Module: pipeline/crawlDiff

AUTO-002 diff-aware crawling primitive. Compares the current crawl's page snapshots against the persisted baseline map and classifies each URL into added / changed / unchanged / removed buckets.

Fingerprinting reuses stateFingerprint.js (no new hashing scheme) so a page's fingerprint is stable across the state-explorer and link-crawl discovery paths.

Source:

Methods

(static) buildPageFingerprint(snapshot) → {string}

Parameters:
Name Type Description
snapshot object

page snapshot { url, title, elements[], ... }.

Source:
Returns:

content-addressed fingerprint for the page.

Type
string

(static) diffCrawlSnapshots(previousByUrl, currentSnapshots, optsopt) → {Object}

Classify each URL in the current crawl against the previous baseline.

Parameters:
Name Type Attributes Description
previousByUrl Record.<string, {fingerprint: string}> | null | undefined

URL → baseline row ({ fingerprint, capturedAt, ... }) from crawlBaselineRepo.getMapByProjectId(). null / undefined / {} are all treated equivalently as "no previous baseline" — every current URL is classified as added.
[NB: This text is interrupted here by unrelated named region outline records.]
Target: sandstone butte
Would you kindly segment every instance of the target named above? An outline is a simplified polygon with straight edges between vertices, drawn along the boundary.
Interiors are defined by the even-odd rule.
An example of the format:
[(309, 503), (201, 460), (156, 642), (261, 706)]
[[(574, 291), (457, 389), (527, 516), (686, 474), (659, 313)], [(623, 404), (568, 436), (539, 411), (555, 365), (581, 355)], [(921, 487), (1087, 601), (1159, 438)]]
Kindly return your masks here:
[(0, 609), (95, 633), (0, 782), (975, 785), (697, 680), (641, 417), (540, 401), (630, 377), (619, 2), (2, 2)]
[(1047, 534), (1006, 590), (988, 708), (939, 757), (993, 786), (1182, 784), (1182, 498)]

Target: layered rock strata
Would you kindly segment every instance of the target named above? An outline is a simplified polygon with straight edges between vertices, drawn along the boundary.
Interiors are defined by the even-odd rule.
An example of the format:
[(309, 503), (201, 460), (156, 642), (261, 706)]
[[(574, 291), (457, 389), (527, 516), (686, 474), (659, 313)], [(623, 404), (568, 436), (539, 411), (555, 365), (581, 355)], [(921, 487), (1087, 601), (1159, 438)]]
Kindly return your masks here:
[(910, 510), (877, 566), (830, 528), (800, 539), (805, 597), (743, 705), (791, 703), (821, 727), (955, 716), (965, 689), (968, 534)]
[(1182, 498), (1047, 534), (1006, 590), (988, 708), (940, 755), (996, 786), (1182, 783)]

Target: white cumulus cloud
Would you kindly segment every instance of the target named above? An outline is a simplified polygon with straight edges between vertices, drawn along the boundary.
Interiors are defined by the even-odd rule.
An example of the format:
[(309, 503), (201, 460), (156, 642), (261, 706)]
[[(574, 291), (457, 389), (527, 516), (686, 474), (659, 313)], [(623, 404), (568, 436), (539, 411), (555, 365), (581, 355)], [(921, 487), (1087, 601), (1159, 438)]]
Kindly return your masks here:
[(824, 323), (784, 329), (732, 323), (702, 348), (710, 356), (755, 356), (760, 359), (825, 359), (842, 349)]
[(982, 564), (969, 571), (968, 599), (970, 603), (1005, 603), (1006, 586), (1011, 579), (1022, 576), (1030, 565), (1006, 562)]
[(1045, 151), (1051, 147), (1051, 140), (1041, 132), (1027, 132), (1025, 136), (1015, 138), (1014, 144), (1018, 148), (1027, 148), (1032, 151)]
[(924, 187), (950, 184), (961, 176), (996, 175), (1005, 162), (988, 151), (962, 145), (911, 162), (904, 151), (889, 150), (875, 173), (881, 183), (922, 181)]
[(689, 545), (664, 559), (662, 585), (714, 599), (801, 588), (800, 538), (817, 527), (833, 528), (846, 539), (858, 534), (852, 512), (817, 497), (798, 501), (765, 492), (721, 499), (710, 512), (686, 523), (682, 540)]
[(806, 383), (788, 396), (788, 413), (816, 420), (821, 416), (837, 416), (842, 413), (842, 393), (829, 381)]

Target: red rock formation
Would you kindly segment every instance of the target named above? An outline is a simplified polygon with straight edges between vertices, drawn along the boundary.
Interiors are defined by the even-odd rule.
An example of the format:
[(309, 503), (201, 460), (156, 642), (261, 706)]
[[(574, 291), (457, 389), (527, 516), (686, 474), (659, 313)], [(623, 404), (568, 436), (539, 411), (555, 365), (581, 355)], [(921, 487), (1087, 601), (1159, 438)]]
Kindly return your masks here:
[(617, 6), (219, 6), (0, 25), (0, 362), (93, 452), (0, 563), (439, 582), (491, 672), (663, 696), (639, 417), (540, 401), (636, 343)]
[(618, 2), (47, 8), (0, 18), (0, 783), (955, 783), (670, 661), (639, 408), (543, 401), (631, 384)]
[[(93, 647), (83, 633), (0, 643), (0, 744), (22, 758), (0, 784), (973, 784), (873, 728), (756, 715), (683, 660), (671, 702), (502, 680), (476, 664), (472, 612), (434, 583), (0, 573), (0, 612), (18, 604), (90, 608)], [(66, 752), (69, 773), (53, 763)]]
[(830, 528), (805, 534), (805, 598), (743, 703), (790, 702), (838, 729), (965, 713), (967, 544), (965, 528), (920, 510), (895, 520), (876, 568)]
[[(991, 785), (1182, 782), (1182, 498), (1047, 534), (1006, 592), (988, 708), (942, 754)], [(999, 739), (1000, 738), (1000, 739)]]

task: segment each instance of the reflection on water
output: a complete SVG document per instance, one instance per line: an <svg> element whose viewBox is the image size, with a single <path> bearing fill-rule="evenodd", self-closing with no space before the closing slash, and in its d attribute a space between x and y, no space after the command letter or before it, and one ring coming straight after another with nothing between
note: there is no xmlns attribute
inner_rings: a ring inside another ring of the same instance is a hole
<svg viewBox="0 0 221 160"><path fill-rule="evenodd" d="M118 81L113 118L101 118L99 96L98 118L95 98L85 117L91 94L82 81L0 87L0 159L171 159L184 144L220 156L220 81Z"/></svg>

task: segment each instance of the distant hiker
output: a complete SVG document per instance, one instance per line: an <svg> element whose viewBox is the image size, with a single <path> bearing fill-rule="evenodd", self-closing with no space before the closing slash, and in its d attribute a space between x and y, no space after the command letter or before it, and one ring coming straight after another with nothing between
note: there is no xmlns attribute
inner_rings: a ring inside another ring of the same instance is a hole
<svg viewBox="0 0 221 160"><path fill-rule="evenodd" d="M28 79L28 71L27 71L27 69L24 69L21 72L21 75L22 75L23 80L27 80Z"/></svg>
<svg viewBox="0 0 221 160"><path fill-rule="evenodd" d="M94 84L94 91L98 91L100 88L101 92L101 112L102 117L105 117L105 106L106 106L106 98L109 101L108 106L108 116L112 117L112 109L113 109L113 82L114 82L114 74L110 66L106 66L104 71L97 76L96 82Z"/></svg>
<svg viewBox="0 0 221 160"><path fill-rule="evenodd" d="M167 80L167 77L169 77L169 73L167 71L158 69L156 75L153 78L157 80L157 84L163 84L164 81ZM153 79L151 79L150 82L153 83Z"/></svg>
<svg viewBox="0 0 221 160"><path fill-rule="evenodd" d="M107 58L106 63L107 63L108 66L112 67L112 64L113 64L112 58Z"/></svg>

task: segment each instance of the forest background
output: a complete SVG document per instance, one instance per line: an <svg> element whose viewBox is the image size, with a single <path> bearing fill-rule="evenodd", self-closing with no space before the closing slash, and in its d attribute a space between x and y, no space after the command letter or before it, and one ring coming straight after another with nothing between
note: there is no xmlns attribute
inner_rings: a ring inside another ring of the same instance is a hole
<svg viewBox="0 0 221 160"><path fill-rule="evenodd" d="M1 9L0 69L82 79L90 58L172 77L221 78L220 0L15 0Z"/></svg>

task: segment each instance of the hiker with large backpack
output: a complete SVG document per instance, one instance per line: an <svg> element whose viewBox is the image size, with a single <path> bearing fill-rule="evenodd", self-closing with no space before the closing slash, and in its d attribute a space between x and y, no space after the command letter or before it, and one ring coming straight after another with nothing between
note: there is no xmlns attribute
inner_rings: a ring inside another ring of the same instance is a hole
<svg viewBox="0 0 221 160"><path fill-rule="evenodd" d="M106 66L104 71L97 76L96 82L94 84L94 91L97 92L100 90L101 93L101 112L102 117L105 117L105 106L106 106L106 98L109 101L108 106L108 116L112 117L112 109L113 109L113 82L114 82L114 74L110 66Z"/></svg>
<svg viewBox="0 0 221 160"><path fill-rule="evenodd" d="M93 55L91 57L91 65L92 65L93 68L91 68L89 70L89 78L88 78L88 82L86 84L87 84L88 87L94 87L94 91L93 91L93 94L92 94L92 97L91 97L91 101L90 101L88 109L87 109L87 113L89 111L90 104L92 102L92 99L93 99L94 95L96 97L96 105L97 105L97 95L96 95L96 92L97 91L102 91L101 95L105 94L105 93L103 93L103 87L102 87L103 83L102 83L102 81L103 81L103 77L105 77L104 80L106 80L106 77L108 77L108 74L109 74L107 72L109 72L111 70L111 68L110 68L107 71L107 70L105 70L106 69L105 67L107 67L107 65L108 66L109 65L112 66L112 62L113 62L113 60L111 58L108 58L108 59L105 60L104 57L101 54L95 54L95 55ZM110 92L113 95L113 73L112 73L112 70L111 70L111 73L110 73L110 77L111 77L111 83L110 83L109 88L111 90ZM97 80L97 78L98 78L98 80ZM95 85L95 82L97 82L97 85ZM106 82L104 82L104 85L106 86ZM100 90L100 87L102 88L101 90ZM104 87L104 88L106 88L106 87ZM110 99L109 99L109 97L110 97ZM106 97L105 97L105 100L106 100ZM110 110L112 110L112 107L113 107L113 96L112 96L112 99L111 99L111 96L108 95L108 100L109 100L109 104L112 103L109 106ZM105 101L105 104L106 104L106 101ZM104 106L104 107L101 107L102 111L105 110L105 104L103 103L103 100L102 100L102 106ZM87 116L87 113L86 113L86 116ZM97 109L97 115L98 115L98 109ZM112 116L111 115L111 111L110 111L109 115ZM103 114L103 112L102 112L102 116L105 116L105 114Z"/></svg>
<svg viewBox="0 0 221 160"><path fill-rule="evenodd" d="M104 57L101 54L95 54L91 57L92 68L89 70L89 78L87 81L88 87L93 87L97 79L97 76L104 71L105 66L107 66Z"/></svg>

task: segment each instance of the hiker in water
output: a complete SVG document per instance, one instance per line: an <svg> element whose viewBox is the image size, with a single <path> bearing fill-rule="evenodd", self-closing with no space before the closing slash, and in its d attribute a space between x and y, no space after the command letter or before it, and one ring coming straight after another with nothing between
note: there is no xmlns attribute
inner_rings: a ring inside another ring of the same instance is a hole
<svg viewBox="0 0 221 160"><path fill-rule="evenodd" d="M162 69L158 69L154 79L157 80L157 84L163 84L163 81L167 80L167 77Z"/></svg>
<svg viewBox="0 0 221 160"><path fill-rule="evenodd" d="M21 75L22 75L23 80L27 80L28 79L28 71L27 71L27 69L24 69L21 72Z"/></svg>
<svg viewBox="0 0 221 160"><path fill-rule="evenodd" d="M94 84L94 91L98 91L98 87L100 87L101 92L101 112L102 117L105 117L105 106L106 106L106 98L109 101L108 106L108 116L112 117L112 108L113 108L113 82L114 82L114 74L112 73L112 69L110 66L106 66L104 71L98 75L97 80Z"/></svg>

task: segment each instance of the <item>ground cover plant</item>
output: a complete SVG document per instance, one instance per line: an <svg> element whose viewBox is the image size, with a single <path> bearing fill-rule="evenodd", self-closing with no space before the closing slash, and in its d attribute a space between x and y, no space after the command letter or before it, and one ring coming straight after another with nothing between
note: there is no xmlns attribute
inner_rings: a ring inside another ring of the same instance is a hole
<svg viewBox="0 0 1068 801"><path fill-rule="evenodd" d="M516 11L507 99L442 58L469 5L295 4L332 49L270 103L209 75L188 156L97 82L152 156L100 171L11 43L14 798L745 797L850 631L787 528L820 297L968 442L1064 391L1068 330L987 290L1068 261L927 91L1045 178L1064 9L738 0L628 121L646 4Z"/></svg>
currentSnapshots Array.<{url: string}> | null | undefined

Raw snapshots from the crawl. null / undefined → no URLs.

opts object <optional>
Properties
Name Type Attributes Description
fingerprintOf function <optional>

AUTO-002b: optional override for fingerprint computation. State-mode callers pass a function that returns a pre-computed fingerprint keyed off the original snapshot identity, because the default buildPageFingerprint recomputes from snap.url — which would embed the composite url#fp=<fp> key in the new fingerprint and make every state-mode re-crawl look "changed". Link-crawl callers omit this and get the default URL-derived fingerprint.

Source:
Returns:
Type
Object